As obras arrancaram em 1995 e a partir de Fevereiro do ano seguinte passaram a realizar-se durante 24 horas por dia, incluindo domingos e feriados, uma vez que era urgente terminar aquela linha a tempo da abertura da Expo`98, marcada para Maio. O ruído provocado pelas obras levou a que sete moradores, entre os quais quatro juízes conselheiros, pusessem o caso em tribunal, depois de terem por várias outras vias tentado, sempre sem sucesso, que fosse respeitado o seu direito ao repouso e ao silêncio.

Segundo o acórdão de 19 de Outubro, a que Lusa teve acesso, o tribunal deu como provado que os ruídos chegaram a ser «de extrema violência» e foram «permanentes e extremamente incómodos» para os moradores, que se viram, assim privados, diariamente, de horas de sono durante a noite. Ainda segundo o tribunal, o martelar de ferro «acontecia a qualquer hora do dia ou da noite, muitas vezes às quatro ou cinco horas da madrugada, provocando sobressaltos e privando» os moradores de sono e descanso.

Um dos queixosos tomava comprimidos para dormir, outro viu-se obrigado a mudar de residência por lhe ser «absolutamente intolerável» a permanência na sua habitação, um outro passou a ter mais dores nas costas, em decorrência da privação de horas de sono. «A falta de descanso causou aos autores muito menor rendimento no trabalho, com dificuldades de concentração», e, a nível da própria dinâmica familiar, «houve alteração nas relações, dado o clima de irritabilidade que afectou cada uma das pessoas». Alguns chegaram a pernoitar nos corredores interiores das casas e no escritório. Além do barulho, as obras causaram «elevado número de poeiras».

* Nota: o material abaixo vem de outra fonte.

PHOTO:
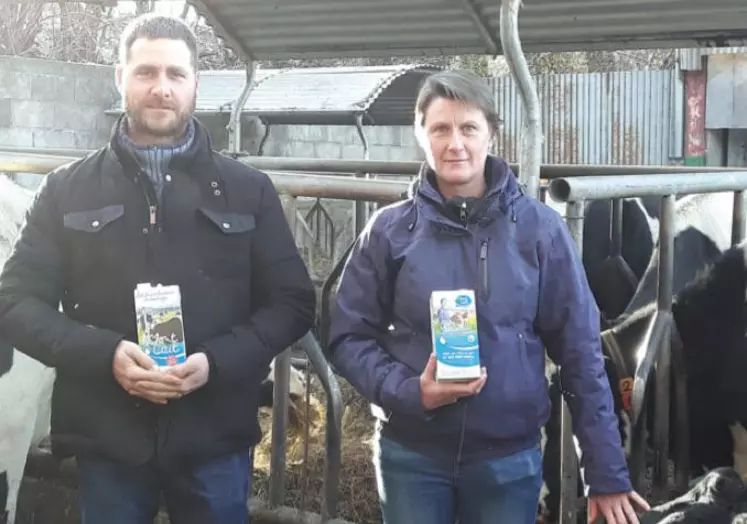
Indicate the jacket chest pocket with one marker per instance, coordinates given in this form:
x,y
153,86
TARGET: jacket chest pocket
x,y
226,243
96,239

A Metropolitano de Lisboa e a Metrexpo esgrimiram com a natureza e interesse público da obra, com base num despacho do secretário de Estado dos Transportes, que invocava como «imperativo de interesse público relevante» a conclusão dos trabalhos e o início da exploração da linha do metropolitano entre Alameda e Oriente até à data da abertura da Expo`98. No entanto, o tribunal considera que «não há justificação para a produção das ofensas durante o período normalmente utilizado para repouso», sublinhando que poderiam ter sido usadas «máquinas ou ferramentas menos poluidoras» ou mitigados os ruídos e a libertação das poeiras, «mediante adequados meios de protecção».

O STJ condena a Metropolitano de Lisboa a pagar, solidariamente, um total de 118.500 euros aos queixosos, variando o valor das indemnizações a cada um deles entre os 15 mil e os 20 mil euros.

Notícia acedida aqui

quarta-feira, 22 de dezembro de 2010



"A cegueira separa o homem das coisas.

A surdez separa o homem do homem."


Helen Keller

sexta-feira, 17 de dezembro de 2010

OLHOS vs OUVIDOS


Estruturalmente a anatomia do ouvido apresenta cerca de 35 mil células ciliares internas.
Podem ser poucas comparadas com os 100 milhões de células fotorreceptoras que nos permitem ver.

No entanto, escutar é um acto passivo, não podemos escolher ouvir ou não ouvir: os ouvidos estão sempre "abertos". Quanto aos olhos, podemos "encerrá-los", fechando as pálpebras.


Ainda assim, em dias de muito sol, usamos óculos escuros para protegermos os nossos olhos.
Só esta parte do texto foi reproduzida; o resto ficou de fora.